Fuzzy financial math preys upon investors (and quite frankly, advisors) when it comes to retirement planning. Find out whether you’re a victim.
(Click the featured times below to jump forward in the episode)
- 2:25 – Mailbag: Hans says he hates having money in the bank because it doesn’t earn enough interest. He wants to know if there’s a better place for his emergency fund.
- 8:20 – Getting To Know You: J’Neanne tells us about her areas of expertise outside of the financial world.
14:14 – Fuzzy Financial Math: Mutual Funds Lead To High Average Returns.
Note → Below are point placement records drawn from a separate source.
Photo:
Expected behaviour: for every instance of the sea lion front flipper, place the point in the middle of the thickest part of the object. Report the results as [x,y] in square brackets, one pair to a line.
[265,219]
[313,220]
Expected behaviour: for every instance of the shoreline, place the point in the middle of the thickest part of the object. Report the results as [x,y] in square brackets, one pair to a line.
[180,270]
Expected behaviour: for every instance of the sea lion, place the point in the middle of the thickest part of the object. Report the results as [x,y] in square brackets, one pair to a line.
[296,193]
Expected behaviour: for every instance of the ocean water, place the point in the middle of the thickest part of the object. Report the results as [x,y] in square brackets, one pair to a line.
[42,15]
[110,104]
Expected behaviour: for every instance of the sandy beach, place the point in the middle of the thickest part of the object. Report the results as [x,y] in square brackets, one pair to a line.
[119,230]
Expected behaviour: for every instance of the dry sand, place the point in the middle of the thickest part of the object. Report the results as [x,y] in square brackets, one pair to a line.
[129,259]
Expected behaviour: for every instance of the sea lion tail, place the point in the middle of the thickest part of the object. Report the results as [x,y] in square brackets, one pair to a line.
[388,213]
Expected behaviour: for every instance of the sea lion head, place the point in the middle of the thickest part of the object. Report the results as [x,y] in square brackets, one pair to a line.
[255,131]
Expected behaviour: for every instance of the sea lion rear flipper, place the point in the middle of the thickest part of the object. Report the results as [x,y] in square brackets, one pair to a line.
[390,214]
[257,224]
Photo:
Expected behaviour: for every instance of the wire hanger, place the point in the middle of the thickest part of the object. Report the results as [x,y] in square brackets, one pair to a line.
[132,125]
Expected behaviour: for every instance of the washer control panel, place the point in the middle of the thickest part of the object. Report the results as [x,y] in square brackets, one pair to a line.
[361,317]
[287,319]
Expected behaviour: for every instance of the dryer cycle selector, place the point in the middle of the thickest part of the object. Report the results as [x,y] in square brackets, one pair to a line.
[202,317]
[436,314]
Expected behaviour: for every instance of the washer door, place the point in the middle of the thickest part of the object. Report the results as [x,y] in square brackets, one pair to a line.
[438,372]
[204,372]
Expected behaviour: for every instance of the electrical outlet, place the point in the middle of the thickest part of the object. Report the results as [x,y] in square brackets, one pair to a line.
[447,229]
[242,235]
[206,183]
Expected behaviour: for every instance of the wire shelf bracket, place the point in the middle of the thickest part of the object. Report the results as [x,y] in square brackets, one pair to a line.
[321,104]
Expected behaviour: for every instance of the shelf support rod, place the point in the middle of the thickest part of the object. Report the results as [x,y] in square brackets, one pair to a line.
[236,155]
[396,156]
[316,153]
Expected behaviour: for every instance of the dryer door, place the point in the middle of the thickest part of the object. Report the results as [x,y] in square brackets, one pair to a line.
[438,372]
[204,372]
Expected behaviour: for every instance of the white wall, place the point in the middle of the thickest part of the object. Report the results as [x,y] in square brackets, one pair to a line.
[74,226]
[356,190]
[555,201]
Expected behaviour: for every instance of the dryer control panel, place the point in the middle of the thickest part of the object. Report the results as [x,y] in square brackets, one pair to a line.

- We really need to qualify what counts at “high average returns.” Sure, your mutual fund might have averaged 7.5 percent. Out of context that sounds pretty good, but what if the market has experienced higher returns? Furthermore, have you accounted for the fees and costs associated with your mutual fund? Those fees could be preventing you from even higher returns. That’s not to say mutual funds are bad. It’s just that you must make sure you’re paying close attention to the numbers in your portfolio.
16:44 – Fuzzy Financial Math: Taking Social Security At 70 Is Best.
- Everyone knows once you turn 70, you’re eligible to withdraw the highest amount of Social Security. Folks naturally then deduce this is the best strategy. However, it’s important to think beyond the numbers. Ask yourself, “How long am I going to continue to work?” “How long is my spouse going to work?” “What’s the age difference between my spouse and me?” “What’s my family history?” “How long do I expect to live?” The answers to these questions will help you determine the best age to start taking Social Security. Maybe it’s better to wait. Maybe it’s not.
18:33 – Fuzzy Financial Math: I Don’t Have To Save In Retirement.
- It’s natural to think you won’t need as much income in retirement. Therefore, you might think you’ll need to save less. To that we’d say, “Says Who?” Many folks find it difficult to spend in retirement because they’ve been in the habit of saving for so long. You’ll still save in retirement, but the way you’ll save could look different. A properly diversified portfolio will help you to save in that it’s earnings will offset taxes and inflation. In short, yes, you’ll continue saving in retirement. You’ll just do it differently.